Per farlo accomodare dalla carrozzina al posto sull'aereo fu necessario il sapiente intervento di quattro Cavalieri in divisa da Pellegrinaggio.

I motori erano stati accesi.
Tutti erano stati sistemati.
Eravamo in procinto di decollare.
Da spezzoni di conversazioni captate qua e là, qualcuno diceva che era il suo dodicesimo
Pellegrinaggio a Lourdes nel quale prestava servizio.
Tutta l'Organizzazione rispondeva a criteri di mero volontariato.

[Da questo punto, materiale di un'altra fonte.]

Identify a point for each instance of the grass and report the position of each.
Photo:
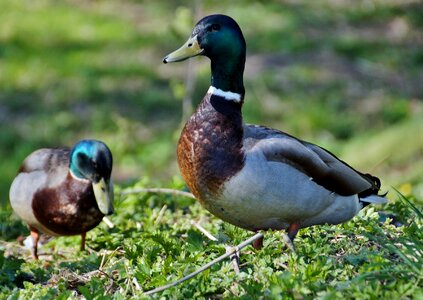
(345, 75)
(153, 242)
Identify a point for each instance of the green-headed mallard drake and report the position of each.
(64, 191)
(251, 176)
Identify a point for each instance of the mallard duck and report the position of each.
(64, 191)
(255, 177)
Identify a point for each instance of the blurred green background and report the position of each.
(346, 75)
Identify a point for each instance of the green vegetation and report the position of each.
(344, 74)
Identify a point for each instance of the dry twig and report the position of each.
(206, 266)
(158, 190)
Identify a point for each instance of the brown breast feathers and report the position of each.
(210, 147)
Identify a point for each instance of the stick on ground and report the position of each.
(205, 267)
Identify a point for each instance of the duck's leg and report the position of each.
(289, 238)
(35, 234)
(258, 244)
(83, 236)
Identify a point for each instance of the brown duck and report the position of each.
(251, 176)
(64, 191)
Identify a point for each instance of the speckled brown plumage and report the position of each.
(68, 209)
(210, 147)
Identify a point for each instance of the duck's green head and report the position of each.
(219, 38)
(92, 160)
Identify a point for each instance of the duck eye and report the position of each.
(215, 27)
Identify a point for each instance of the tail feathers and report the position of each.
(375, 199)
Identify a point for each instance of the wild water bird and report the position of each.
(64, 191)
(251, 176)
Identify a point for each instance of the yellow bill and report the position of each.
(103, 192)
(189, 49)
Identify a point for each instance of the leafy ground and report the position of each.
(344, 74)
(154, 242)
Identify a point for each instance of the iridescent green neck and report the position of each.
(227, 74)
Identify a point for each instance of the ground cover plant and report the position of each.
(345, 75)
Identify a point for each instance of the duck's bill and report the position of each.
(189, 49)
(103, 192)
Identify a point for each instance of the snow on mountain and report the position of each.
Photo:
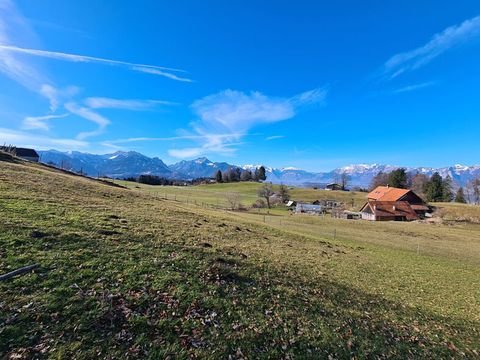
(201, 167)
(117, 165)
(131, 164)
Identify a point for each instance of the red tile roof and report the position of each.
(387, 193)
(391, 209)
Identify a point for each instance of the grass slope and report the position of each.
(125, 274)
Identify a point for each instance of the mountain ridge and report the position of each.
(124, 164)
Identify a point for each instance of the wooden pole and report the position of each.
(21, 271)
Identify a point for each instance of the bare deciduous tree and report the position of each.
(265, 192)
(233, 200)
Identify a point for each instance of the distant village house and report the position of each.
(333, 186)
(22, 153)
(393, 204)
(309, 209)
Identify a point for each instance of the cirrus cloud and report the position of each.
(440, 43)
(226, 117)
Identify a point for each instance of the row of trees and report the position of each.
(237, 174)
(266, 192)
(434, 188)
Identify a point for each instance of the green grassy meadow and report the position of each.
(159, 272)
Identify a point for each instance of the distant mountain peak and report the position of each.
(202, 160)
(121, 164)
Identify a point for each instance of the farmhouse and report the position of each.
(388, 211)
(23, 153)
(291, 203)
(389, 203)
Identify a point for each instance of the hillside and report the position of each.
(124, 273)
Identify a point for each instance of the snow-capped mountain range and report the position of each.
(132, 164)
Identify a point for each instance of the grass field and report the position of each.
(125, 273)
(215, 194)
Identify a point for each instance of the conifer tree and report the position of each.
(460, 197)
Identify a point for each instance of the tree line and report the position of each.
(235, 174)
(434, 188)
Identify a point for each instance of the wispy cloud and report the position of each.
(414, 87)
(126, 104)
(226, 117)
(41, 142)
(440, 43)
(274, 137)
(151, 69)
(90, 115)
(39, 122)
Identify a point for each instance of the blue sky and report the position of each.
(306, 84)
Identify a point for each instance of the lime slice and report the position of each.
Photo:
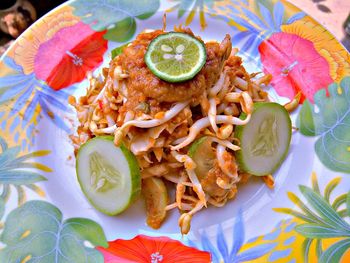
(108, 175)
(265, 139)
(175, 57)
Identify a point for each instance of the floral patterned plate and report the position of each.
(45, 217)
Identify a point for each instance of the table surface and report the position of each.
(330, 13)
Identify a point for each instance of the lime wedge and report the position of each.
(175, 57)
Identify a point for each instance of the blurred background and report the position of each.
(17, 15)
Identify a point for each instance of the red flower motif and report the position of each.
(69, 55)
(144, 249)
(295, 65)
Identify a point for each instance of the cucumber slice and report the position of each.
(203, 155)
(265, 139)
(109, 176)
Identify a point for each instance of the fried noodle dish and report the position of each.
(182, 134)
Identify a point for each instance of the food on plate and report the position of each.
(195, 121)
(108, 175)
(264, 141)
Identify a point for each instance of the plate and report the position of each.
(46, 218)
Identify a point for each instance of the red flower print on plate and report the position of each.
(144, 249)
(69, 55)
(295, 65)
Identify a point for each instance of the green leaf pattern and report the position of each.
(118, 17)
(329, 119)
(42, 236)
(322, 219)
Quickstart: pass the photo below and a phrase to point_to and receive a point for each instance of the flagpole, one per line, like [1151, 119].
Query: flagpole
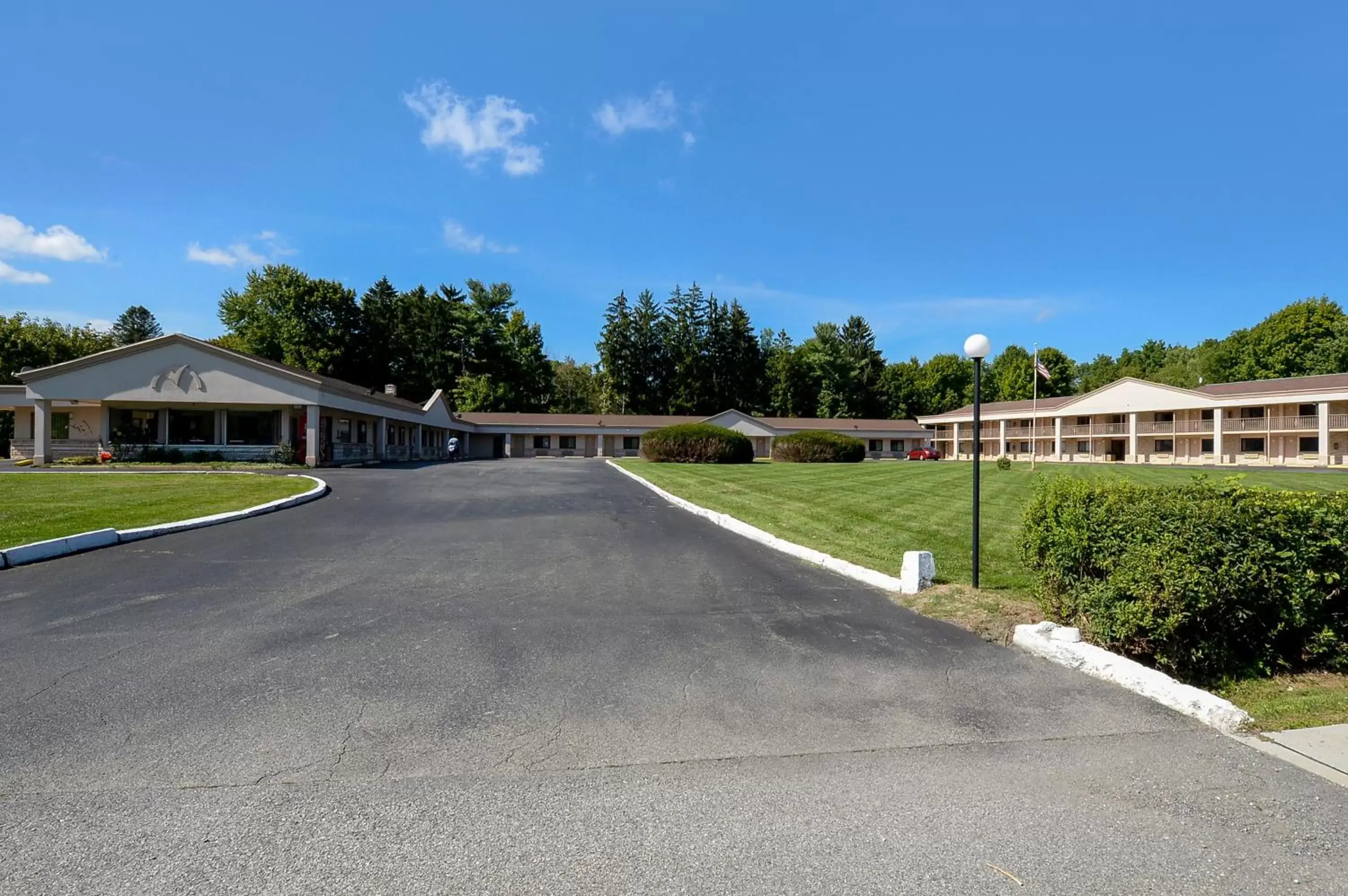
[1034, 410]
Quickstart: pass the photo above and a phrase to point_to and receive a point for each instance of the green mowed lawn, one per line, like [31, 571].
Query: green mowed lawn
[40, 506]
[873, 512]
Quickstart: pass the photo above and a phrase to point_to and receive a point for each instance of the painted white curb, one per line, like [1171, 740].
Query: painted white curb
[106, 538]
[739, 527]
[1055, 643]
[60, 547]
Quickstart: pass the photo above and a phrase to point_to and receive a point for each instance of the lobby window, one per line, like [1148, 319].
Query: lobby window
[134, 428]
[251, 428]
[192, 428]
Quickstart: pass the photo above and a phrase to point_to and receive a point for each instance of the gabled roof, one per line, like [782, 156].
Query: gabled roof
[327, 383]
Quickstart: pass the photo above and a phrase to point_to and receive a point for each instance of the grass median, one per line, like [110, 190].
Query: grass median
[871, 514]
[41, 506]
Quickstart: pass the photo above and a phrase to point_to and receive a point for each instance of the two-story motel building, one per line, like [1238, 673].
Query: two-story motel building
[1288, 422]
[207, 402]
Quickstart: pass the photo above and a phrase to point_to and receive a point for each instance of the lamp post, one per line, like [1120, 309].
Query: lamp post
[976, 348]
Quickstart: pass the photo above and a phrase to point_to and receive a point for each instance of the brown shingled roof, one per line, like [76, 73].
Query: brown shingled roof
[1285, 385]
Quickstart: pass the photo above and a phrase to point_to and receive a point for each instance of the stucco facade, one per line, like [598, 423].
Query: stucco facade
[1289, 422]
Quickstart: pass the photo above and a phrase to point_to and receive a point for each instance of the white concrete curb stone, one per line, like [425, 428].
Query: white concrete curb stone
[918, 572]
[1064, 646]
[215, 519]
[106, 538]
[808, 554]
[60, 547]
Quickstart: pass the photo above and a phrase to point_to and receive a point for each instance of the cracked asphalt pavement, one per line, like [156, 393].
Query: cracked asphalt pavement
[538, 678]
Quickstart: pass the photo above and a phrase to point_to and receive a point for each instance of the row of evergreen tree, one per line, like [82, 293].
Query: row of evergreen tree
[689, 355]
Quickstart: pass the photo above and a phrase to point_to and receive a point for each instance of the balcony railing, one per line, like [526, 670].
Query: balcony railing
[1304, 422]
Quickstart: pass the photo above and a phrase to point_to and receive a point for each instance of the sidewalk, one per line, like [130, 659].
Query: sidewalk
[1323, 751]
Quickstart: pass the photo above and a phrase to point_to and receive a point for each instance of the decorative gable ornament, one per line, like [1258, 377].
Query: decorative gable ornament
[184, 378]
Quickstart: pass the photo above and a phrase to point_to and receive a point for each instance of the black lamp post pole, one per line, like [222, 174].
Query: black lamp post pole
[978, 449]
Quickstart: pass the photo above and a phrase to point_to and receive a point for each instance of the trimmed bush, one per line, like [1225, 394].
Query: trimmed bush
[819, 447]
[697, 444]
[1203, 581]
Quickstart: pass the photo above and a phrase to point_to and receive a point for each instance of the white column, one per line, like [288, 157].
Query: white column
[41, 432]
[1323, 432]
[312, 436]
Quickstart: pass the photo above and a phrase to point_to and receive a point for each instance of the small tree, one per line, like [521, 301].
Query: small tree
[137, 325]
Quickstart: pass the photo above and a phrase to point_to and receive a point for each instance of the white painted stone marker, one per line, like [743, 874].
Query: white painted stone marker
[918, 572]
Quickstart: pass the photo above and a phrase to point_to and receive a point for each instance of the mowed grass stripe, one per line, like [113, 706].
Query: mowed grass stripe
[35, 507]
[871, 512]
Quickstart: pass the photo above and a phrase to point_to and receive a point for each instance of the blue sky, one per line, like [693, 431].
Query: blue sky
[1063, 173]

Anzi, avendo modo di parlare più approfonditamente con qualcuno di loro, appresi che ognuno dei volontari pagava il suo viaggio e in più partecipava a sostenere i costi di viaggio e soggiorno degli assistiti.
Le ruote del carrello dell'aereo si erano staccate da terra senza scosse di sorta.
Decollati.
Eravamo tra le nuvole, le attraversavamo.
In quel momento più di uno, ci scommetto una serata al Bar dei Sognatori, ha espresso tra sé e sé un desiderio, che in quei contesti diventa il desiderio.
Io non ho avuto il coraggio di farlo, ma di striscio ci ho pensato, devo ammetterlo.
Qualcosa di questo contrastato stato d'animo era stato colto da Claudia.
Mi sussurrò confidenzialmente, cercando di distrarmi: "Sai, il momento del decollo e dell'atterraggio mi mettono ancora un certo stato di inquietudine."
"Con un baldo giovane come me al fianco non hai nulla da temere, tranquilla."
Una bella risata di entrambi coronò il siparietto tra le nuvole.